Enhanced clinical utility: Instead of a single opaque prediction, the system provides intermediate results at each level (e.g., "Tumor Detected" then "Malignant" then "RCC"), allowing clinicians to follow the reasoning step by step. Each level can also be analyzed independently to identify failure modes. Scalability: New tumor subtypes can be added to existing levels without retraining the entire model. If future research identifies new biomarkers relevant to a specific stage, the corresponding classifier can be updated independently, making the framework adaptable to evolving medical knowledge.
A major limitation of deep learning models in medical imaging is their "black-box" nature, which undermines clinician trust. This framework addresses interpretability at multiple levels. The Gaussian Process classifier (Level 2) inherently provides uncertainty estimates (variance) alongside predictions, meaning high-uncertainty cases can be automatically flagged for human review. The Passive Aggressive classifier (Level 1) is a linear model variant whose feature weights reveal which embedding dimensions are most discriminative for tumor detection. The MLP classifier (Level 4) can be explained using techniques like Layer-wise Relevance Propagation (LRP) or Integrated Gradients.

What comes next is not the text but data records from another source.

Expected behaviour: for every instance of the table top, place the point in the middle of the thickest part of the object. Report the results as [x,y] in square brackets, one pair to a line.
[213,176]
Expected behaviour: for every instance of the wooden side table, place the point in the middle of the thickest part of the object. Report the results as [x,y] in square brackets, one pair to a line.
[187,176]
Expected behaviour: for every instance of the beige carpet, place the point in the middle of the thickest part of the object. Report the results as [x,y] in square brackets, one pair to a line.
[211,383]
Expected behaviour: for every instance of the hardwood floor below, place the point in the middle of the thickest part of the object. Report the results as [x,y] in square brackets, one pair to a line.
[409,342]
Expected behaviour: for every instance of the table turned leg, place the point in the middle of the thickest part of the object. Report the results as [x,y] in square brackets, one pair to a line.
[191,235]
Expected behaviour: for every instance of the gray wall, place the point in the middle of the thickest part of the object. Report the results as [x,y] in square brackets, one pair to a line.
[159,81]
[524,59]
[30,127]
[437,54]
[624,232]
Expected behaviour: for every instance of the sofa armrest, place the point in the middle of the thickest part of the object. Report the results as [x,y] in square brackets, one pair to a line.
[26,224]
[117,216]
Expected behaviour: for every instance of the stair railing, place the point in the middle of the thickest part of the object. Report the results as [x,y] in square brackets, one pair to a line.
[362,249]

The authors outline several future directions to further strengthen interpretability: integration of Grad-CAM (Gradient-weighted Class Activation Mapping) on the RAD-DINO-MAIRA-2 encoder outputs to generate heatmaps highlighting influential anatomical regions, application of SHAP (SHapley Additive exPlanations) values to quantify feature contributions, and development of a clinical feedback loop where physicians can provide input on AI predictions to refine the model's focus areas over time.

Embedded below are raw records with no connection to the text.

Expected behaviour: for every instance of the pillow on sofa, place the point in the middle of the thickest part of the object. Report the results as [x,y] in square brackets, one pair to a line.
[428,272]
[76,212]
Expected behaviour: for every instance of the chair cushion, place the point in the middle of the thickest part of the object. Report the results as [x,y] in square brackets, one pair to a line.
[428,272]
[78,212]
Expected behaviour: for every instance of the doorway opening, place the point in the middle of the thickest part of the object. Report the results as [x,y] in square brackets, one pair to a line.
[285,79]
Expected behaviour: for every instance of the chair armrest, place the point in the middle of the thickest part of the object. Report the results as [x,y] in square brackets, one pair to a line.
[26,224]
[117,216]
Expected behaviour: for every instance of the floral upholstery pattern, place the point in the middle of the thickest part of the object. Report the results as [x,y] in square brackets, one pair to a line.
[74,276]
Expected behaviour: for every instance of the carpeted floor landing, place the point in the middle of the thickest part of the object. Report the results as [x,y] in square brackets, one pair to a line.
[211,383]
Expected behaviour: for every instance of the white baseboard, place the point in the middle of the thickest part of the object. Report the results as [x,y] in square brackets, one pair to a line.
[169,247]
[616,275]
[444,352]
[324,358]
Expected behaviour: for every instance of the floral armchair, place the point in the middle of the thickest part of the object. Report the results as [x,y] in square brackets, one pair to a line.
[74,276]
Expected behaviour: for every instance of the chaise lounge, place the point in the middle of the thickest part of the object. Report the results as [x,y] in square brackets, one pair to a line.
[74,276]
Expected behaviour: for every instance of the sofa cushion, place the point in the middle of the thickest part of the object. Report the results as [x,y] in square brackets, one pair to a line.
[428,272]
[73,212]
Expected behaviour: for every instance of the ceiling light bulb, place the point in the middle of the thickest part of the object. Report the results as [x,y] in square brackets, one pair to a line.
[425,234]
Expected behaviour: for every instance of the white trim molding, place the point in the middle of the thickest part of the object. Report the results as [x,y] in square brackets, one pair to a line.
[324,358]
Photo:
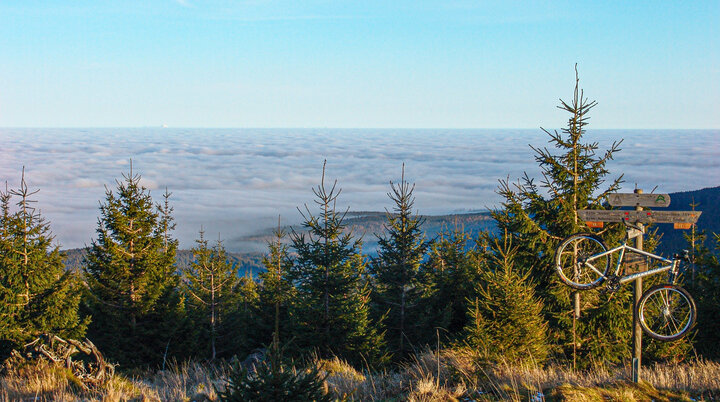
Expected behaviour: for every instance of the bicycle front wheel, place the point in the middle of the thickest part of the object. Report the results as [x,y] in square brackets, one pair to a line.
[580,262]
[666,312]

Additional future work includes extending the dataset to incorporate more diverse populations and imaging modalities, refining the framework for real-time clinical deployment, and undertaking multi-center validation studies using independent datasets from collaborating institutions. The authors also highlight the need for domain adaptation techniques to ensure robust performance across diverse clinical settings, and the consideration of ethical issues around data privacy and algorithmic bias for responsible AI implementation in healthcare.